In the early 90’s I was lucky enough to get my first PC. It was middle of the road for the times – a 486sx 25Mhz, with a whopping 4MB of RAM and a gigantic 100MB hard disk. I was chuffed to find a picture of it on the ‘net, here it is in all its glory:
By today’s standards most definitely primitive, but at the time it was my pride and joy!
I was a spotty, awkward and anti-social teenager at the time and I obviously got it as a “study aid”. Hmmm, silence…….. are those crickets I hear in the background? OK, well, to be honest, that was just an excuse! I admit it, I wanted to play games! Sorry mum!! Many games graced that machine and one of those was DOOM. Now, any gamer worth his or her salt should be immediately familiar with this particular game. If you aren’t, for shame! This game was, excuse the pun, a game changer for the first person shooter genre.
Released in December ’93, this game was to take the world by storm. I still remember reading a review in a PC mag. It had just one screen shot – the player was being smacked up the head by a particularly angry looking Imp. Here’s a couple of the fellows out for their afternoon constitutional……
Looks kind of crap doesn’t it!? By today’s standards it probably is, but back then? Boy, oh boy, did that look cool! I distinctly remember thinking to myself: “you shall be mine, oh yes, you shall be mine”! And so it was, and it came to pass that in 1994 I got hold of a copy of the shareware version of DOOM. The full game consisted of three episodes: Knee-Deep in the Dead, The Shores of Hell and Inferno. In the shareware version you’d get the first episode for free. It came on four 3.5 inch floppy disks. Yep, you read correctly – FLOPPY DISKS!! I installed it with eager anticipation and I wasn’t disappointed! This was a game which lived up to the hype. It was simply brilliant. Creeping through dark corridors, hearing hell-spawn in the distance, you really got immersed in the experience. I recall on one occasion I was caught completely off guard whilst passing through a relatively quiet and dark area of the game. Arriving at the end of a dark corridor, an Imp jumps out at me from nowhere, screaming, hissing and scratching at me like a cat in heat. I literally jumped out of my seat with fright. True, it was quickly dispatched with my trusty shotgun, but it was a close call. That little brown bundle of spikes, teeth and fireballs may not have killed me, but the fright it gave me sure knocked a couple of years off me!

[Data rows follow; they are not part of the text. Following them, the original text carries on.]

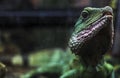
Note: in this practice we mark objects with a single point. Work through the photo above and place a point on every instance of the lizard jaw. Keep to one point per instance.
(79, 39)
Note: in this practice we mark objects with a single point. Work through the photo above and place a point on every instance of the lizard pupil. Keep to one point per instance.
(85, 14)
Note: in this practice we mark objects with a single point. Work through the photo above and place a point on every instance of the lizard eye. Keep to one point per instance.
(85, 14)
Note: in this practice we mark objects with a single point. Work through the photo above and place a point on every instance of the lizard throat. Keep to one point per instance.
(77, 40)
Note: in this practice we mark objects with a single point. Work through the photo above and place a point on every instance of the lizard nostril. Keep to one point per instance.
(107, 13)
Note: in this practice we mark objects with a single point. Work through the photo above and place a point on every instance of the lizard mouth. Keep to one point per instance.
(78, 41)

Needless to say, I put up the cash for the full version!
But what made DOOM so good? There were other 1st person shooters knocking around at the time. DOOM itself even had a predecessor in the form of Wolfenstein 3D. That in itself was a great game – there’s even a HTML5 version you can play. What did DOOM have that the other’s didn’t? What made it so special that, for a number of years after its release, all other 1st person shooters were called “DOOM Clones”? What was its secret? In my opinion three things made the difference.
Atmosphere and Ambiance
Take a look at the two images below.
The one on the left is from Wolfenstein 3D, while the other is from DOOM. Wolfenstein is very plain with solid colours throughout, whereas you can immediately see that DOOM’s game world is much more realistic, creating different moods with textures and colours.

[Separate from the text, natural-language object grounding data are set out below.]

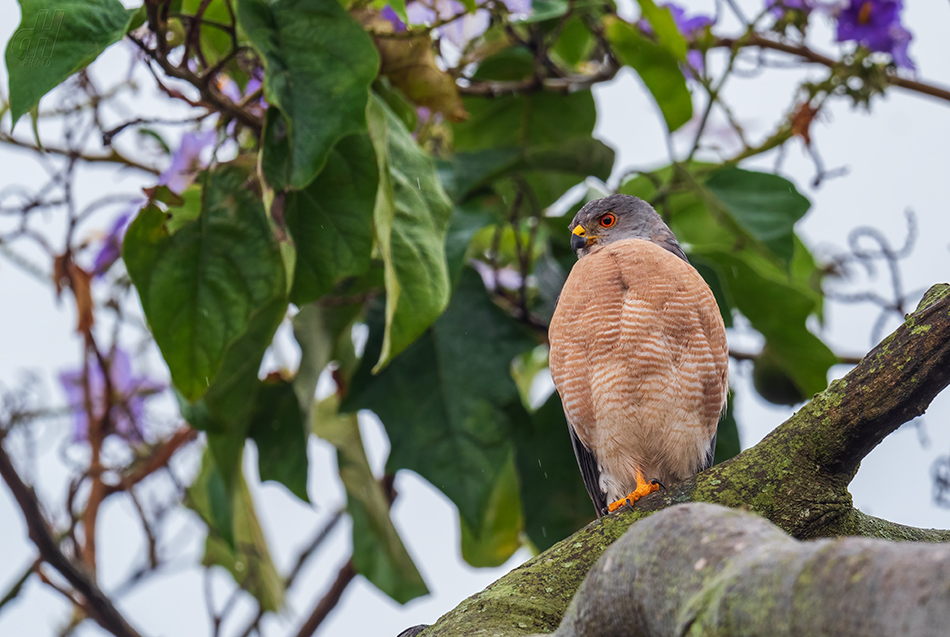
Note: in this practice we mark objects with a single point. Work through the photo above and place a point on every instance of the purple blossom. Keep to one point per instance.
(689, 27)
(398, 25)
(111, 248)
(779, 8)
(129, 393)
(876, 25)
(186, 161)
(467, 27)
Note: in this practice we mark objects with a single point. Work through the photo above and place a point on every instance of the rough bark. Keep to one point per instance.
(796, 477)
(703, 569)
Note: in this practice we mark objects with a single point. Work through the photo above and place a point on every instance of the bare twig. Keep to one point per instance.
(98, 605)
(329, 601)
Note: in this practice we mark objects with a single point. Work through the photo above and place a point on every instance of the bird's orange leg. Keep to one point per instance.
(644, 487)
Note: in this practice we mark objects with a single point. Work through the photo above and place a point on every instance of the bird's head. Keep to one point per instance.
(619, 217)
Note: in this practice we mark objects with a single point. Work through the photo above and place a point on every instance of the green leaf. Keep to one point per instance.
(279, 430)
(215, 43)
(216, 279)
(411, 220)
(664, 26)
(555, 500)
(765, 205)
(319, 65)
(775, 299)
(55, 40)
(443, 399)
(656, 66)
(331, 220)
(575, 43)
(500, 533)
(467, 219)
(525, 120)
(378, 552)
(247, 558)
(727, 436)
(580, 156)
(324, 335)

DOOM was highly and easily customisable. You could create new levels and characters through what were called WAD files. You didn’t need to know a low level programming language to create them either. This created and extended interest in the game through loads of new and diverse content.
Multiplayer Network Games
This is something taken for granted today, but back then this was relatively new for first person shooters. Up to 10 players could play together over a LAN. The games were called Deathmatches. Some attribute this term to DOOM itself, however this is mired in controversy and it is unclear if DOOM was responsible for the adoption of this term. This feature however, was probably the game’s biggest attraction. It was so popular that many companies had to incorporate firewall rules on office networks to specifically block deathmatch games.
All this along with the slick, robust and reliable game engine as well as the ease of distribution through shareware made DOOM a gaming phenomenon. It was the game that really kick started the first person genre. In my opinion, computer and console games are not only a technical achievement, they are also a work of art. They are a vision created by an artist and intended for the enjoyment of others. In this respect DOOM is a masterpiece and deserves a place in the gaming equivalent of the Louvre!
What do you think? Was DOOM critical to the rise of the FPS? I’d love to hear your comments, opinions and a few gaming adventures!
Now, if you’ll excuse me, I think I’ll dust off my BFG9000 and go Imp hunting!